The sun was high. The breeze smelled fresh. Peasants in the prosperous fields to either side of the great highroad, the Via Ostiensis, saluted as I passed. I expect they thought I was a noble, since I traveled with a dozen porters lugging my baggage in a file behind the chair. I was not a noble yet, but when I traveled this road again, going the other way, I would be.
We descended the green plain. The seven Roman hills were replaced by melon groves, then with the glimmering roofs of the port that served Rome. A field of sails sprang up on the blue Tyrrhenian Sea ahead. My heart grew heavier.
Would the exile really be brief? Or was there yet another snare waiting somewhere?
Near the outskirts of Ostia a group of people had gathered alongside the road to shout my name. “Vale, Cassius! Good luck! A safe journey to the famous bestiarius!”
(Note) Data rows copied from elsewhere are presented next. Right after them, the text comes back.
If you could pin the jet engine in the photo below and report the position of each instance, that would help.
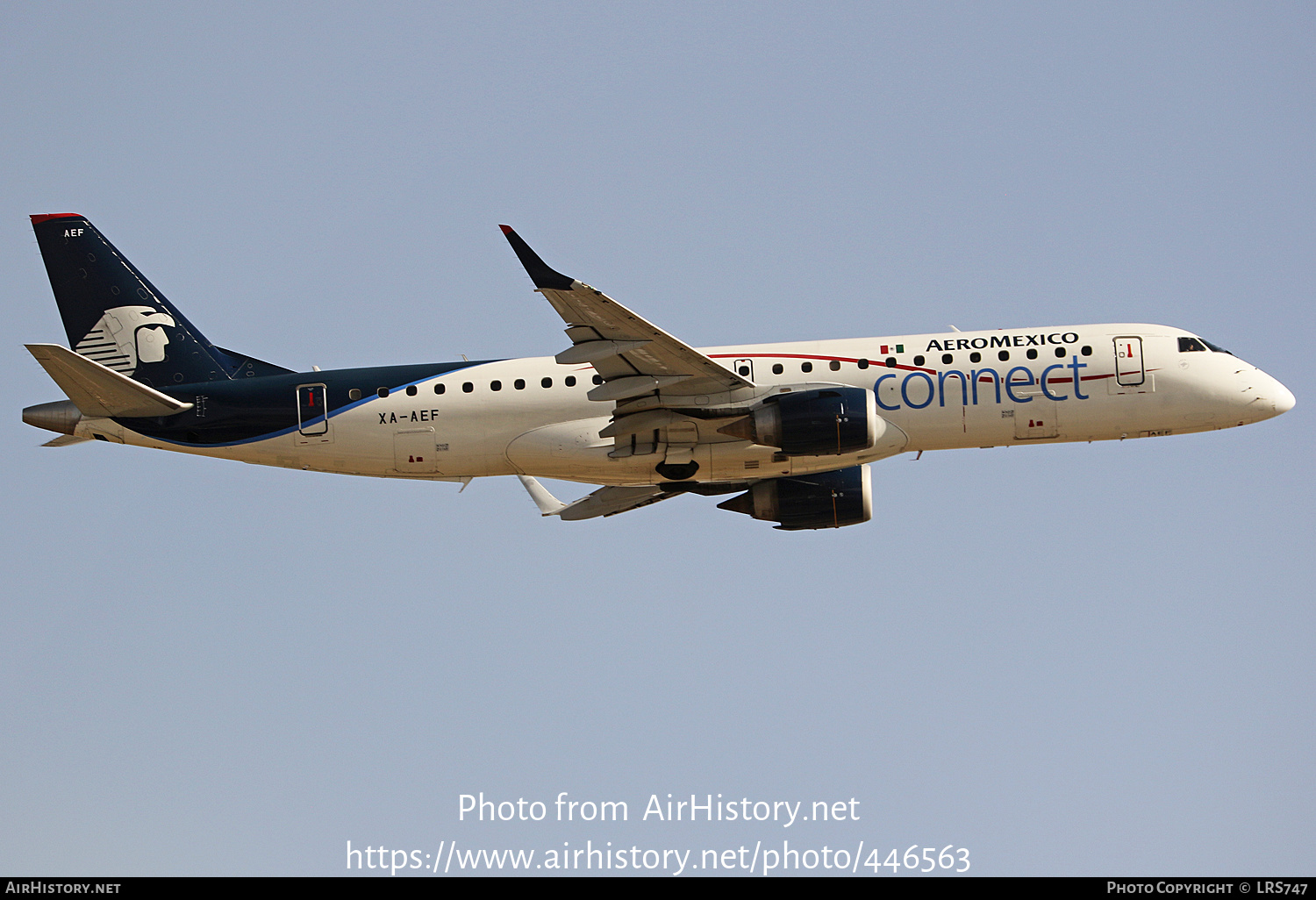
(821, 423)
(810, 502)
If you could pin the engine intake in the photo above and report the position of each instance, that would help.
(821, 423)
(810, 502)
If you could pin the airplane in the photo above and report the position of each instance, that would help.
(789, 428)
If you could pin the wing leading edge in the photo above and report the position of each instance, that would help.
(631, 354)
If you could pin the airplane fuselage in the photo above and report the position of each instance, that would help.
(531, 416)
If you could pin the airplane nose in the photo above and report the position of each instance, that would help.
(1284, 399)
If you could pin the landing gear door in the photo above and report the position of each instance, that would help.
(415, 452)
(312, 416)
(1128, 361)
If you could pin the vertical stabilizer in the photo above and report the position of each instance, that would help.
(115, 316)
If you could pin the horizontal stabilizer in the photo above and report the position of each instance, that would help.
(100, 392)
(612, 500)
(547, 504)
(65, 441)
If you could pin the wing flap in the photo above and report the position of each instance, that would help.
(100, 392)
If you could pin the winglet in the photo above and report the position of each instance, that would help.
(536, 268)
(547, 504)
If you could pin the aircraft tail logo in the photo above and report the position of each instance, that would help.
(125, 336)
(118, 318)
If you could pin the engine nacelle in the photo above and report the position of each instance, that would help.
(807, 502)
(821, 423)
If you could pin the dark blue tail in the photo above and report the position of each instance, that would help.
(115, 316)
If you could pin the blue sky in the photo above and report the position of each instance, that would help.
(1070, 660)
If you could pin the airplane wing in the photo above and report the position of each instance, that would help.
(632, 355)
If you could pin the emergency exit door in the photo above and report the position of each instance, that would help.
(312, 415)
(1128, 361)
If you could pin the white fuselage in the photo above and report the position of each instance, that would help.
(944, 391)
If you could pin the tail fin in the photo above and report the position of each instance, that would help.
(115, 316)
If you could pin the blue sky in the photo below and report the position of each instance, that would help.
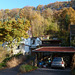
(10, 4)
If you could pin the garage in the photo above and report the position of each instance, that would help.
(46, 54)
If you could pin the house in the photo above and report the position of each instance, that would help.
(25, 45)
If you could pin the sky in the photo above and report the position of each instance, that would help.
(11, 4)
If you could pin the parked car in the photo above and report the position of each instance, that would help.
(58, 62)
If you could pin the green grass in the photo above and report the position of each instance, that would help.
(27, 68)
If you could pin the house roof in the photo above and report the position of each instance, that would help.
(55, 49)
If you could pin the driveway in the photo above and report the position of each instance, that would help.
(40, 71)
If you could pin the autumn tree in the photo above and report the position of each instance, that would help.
(12, 29)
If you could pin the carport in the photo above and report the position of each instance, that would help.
(45, 52)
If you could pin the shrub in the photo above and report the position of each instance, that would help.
(27, 68)
(3, 54)
(2, 65)
(73, 71)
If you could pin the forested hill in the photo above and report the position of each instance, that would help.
(55, 6)
(15, 12)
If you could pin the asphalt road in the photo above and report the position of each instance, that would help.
(40, 71)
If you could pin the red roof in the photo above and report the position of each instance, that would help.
(55, 49)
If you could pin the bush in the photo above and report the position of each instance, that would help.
(27, 68)
(2, 65)
(3, 54)
(73, 71)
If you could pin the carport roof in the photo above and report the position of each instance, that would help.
(55, 49)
TheActa Diurna had carried a lengthy notice about my departure to the African provinces to bring back a menagerie for the Cassian School. Quite a crowd had seen me off in Rome. My spirits rose a little. Perhaps Nero merely wanted me out of Latium for a year or so, until the shock of Agrippina’s death passed. The Emperor had retired to his villa at Naples, ostensibly grief-stricken. The populace believed otherwise. I had seen one or two ugly lampoons circulated.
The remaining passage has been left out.